Saturday, November 28, 2020

Sneakerheads | A cultura dos tênis e o caminho da informalidade

A série conta a história de uma dupla de amigos, a começar por Devin, interpretado pelo ator Allen Maldonado, e seu parceiro-
escudeiro Bobby, pelo ator King Bach. Ambos são fanáticos, colecionadores e loucos por tênis. Eles iniciam uma jornada
meio que inusitada na busca por marcas, coleções e modelos ímpares. Porém, o passado já os havia colocado em algumas emboscadas e fez com que eles se distanciassem, sendo que “toda chama Sneakersheads um dia reascende”.

Ao se reencontrarem, o desejo de empreender ressurge. Sendo que dessa vez, para surpresa deles, vão encontrar
bastante adrenalina e emoções pelo caminho. A comédia foi criada por Jay Longino. Devin tem um casamento com Christine, interpretada pela atriz Yaani King, e o casal possui dois filhos. Isso torna o relacionamento um pouco mais turbulento, Devin se vê a todo momento dividido entre a busca pelos tênis com os quais sonha e as obrigações como chefe da casa.

Posteriormente, para compor o grupo de sneakerheads ou seja, pessoas que dominam toda a cultura dos tênis, isso vai, desde nomes, marcas, modelos, ano de lançamento, celebridades que já usaram os modelos, até chegar a história mais dois personagens que de forma um pouco acentuada acrescentarão mais tensão e humor a trama.
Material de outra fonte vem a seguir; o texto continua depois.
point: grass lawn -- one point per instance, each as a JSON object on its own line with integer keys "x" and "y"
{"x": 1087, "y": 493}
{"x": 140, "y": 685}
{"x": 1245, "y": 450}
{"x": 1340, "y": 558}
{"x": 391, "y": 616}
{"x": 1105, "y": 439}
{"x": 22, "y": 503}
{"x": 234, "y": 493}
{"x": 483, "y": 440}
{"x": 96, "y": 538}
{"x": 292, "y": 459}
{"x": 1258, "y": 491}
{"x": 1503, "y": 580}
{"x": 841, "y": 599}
Nori, pela atriz Jearnest Corchado e Stuey (Matthew Josten).

Roteiro

Inicialmente, o roteiro tem boa elaboração, é interessante. A temática sobre a cultura sneakerheads traz algo que agrega ou cria identidade com pessoas, principalmente as que aderem a essa cultura ou desejam iniciar ou se aprofundar nela. Inclusive, os personagens foram interpretados com bastante naturalidade o que trouxe certa leveza às cenas.

Na primeira temporada vemos um conjunto de seis episódios cada um beirando os seus vinte e cinco minutos com cenas bem
feitas, bem dirigidas. Porém, nas finalizações dos episódios e alguns momentos faltou um desfecho ou dar uma amarrada no
roteiro.

O apego doentio à mercadoria

A princípio, o apego excessivo e algumas renúncias feitas em favor dos tênis, para quem não é um sneakerhead, demora a fazer algum sentido. Mas, ao mesmo tempo, o seu efeito de imagem e estética se torna interessante, pois o movimento criado desde as falas aos deslocamentos dos personagens na procura ou busca por algo atrai o nosso olhar. Temos uma sensação curiosa ao ver pessoas buscando por algo de forma tão intensa.

Se original ou réplica parece que por um momento não cabia aos personagens ou não era de interesse tamanho conhecimento. Já que o que mais fazia sentido era desvendar mistérios que os levassem aos tesouros que tanto almejam. Apesar de todos os pares de tênis terem sido multiplicados industrialmente em série a relação dos personagens é do tipo: esse modelo foi o único produzido ou é o último dos que foram produzidos, etc.

Por fim, nota-se a ousadia do protagonista Devin ao largar seu emprego como designer de tênis, com carteira assinada, algo que talvez o desse mais estabilidade ou garantia, por algo meio que duvidoso, onde o lucro poderia não ser certo. Trocar o certo pelo duvidoso, o formal pelo informal. Em seguida, ele acaba lidando com mercadorias ilegais, sem notas fiscais ou alguma documentação que as reconhecessem, o que coloca sua vida, índole e dignidade em total risco. Afinal, uma série sobre uma subcultura.